I want to prove lemma RnP_eq.
From mathcomp Require Import ssreflect.
Require Import Coq.Program.Equality.
Definition func {n m l o:nat}
(I:t R 0 -> t R m -> t R l)(J:t R n -> t R l -> t R o):=
(fun (x:t R n)(a:t R m) => J (snd (splitat 0 x)) (I (fst (splitat 0 x)) a)).
Lemma deriveP_eq (n m l o:nat)(v:t R (S n))
(I:t R 0 -> t R m -> t R l)(J:t R (S n) -> t R l -> t R o)
(a:t R m)(b:t R o):
forall m:nat, deriveP m (func I J) v a b = deriveP m J v (I Vnil a) b.
Proof.
by [].
Qed.
Lemma RnP_eq (n m l o P:nat)
(I:t R 0 -> t R m -> t R l)(J:t R (S n) -> t R l -> t R o)

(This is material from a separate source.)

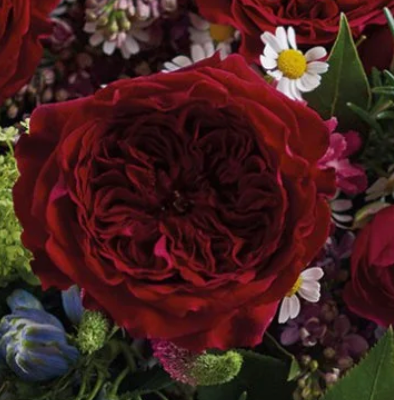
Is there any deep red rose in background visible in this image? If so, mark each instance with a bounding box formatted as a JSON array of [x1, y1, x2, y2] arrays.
[[14, 55, 336, 351], [344, 206, 394, 326], [0, 0, 59, 105], [196, 0, 394, 65]]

(p:t R (S n))(a:t R m)(b:t R o):
updateRnP n (func I J) p a b = updateRnP n J p (I Vnil a) b.
Proof.
dependent induction p => //.
destruct n => //.
rewrite /=.
rewrite (deriveP_eq _ _ _ _ _ _ (J)).
f_equal.
Abort.
deriveP_eq holds and updateRnP is just recursion of deriveP. So I think RnP_eq must holds. but, I don't know how to prove it.
I need to do induction in n or p, but that changes type of function J and I can't apply the induction assumption to the goal.
Is it impossible to prove RnP_eq using Coq ?
Require Import Psatz.
Theorem arith_basic : forall (k P:nat), lt k P -> P = Nat.add k (S (P - (k + 1))).
intros. lia.
Defined.
Definition kLess : forall (k P:nat), (P - k) < (S P).
intros. lia.
Defined.
Definition kLess2 : forall (k P:nat), (P - k) <= (S P).
intros. lia.
Defined.
Definition k1Less : forall (k P:nat), ((S P)-((P-k)+1)) < (S P).
intros. lia.
Defined.
From mathcomp Require Import ssreflect.
Require Import Coq.Reals.Reals.
Require Import Coq.Vectors.Vector.
Require Import CoLoR.Util.Vector.VecUtil.
Require Import Coquelicot.Coquelicot.
Require Import Coq.Classes.RelationClasses.
Import VectorNotations.
Require Import Coq.Logic.FunctionalExtensionality.
Open Scope vector_scope.
Infix ":::" := (Vcons)(at level 60, right associativity).
Fixpoint lastk k n : t R n -> (lt k n) -> t R k :=
match n with
|0%nat => fun _ (H : lt k 0) => False_rect _ (@Lt.lt_n_O k H)
|S n => match k with
|S m => fun v H => shiftin (last v) (lastk m n (shiftout v) (@le_S_n _ _ H))
|0%nat => fun _ H => Vnil
end
end.
Definition EucSum {A}(e:t R A) :R:= Vector.fold_right Rplus e 0.
Definition QE (r1 r2:R):R:= (r1 - r2)^2.
Definition QuadraticError {n : nat} (v1 v2: t R n) :t R n:= Vector.map2 QE v1 v2.
Definition deriveP {P A B}(k:nat)(I:t R (S P) -> t R A -> t R B)(p :t R (S P))(input:t R A)(train:t R B):R:=
let lk := lastk ((S P)-((P-k)+1)) (S P) p (k1Less k P) in
let fk := take (P-k) (kLess2 k P) p in
let pk := nth_order p (kLess k P) in
(nth_order p (kLess k P)) - 0.01*( Derive (fun PK => EucSum (QuadraticError
(I (Vcast (append fk (PK ::: lk)) (symmetry (arith_basic (P-k) (S P) (kLess k P)))) input) train)) pk ).
Fixpoint updateRnP {P A B} (k:nat)(I:t R (S P) -> t R A -> t R B)
(p :t R (S P))(input:t R A)(train:t R B):t R (S k):=
match k in nat return t R (S k) with
|S k' => (deriveP k I p input train) ::: updateRnP k' I p input train
|0%nat => (deriveP k I p input train) ::: Vnil
end.
We need to do induction to prove equality of two vectors consist of the elements of two functions whose outputs are same.
In my question, we need to do induction in the vector which is the argument of the function of context. But, when I do that, the type of the function will change and I can't apply the assumption of induction to the goal.
For that reason, we cannot do induction in arguments of function whose type includes dependent type for fixed value. we cannot also do induction in fixed value of the dependent type.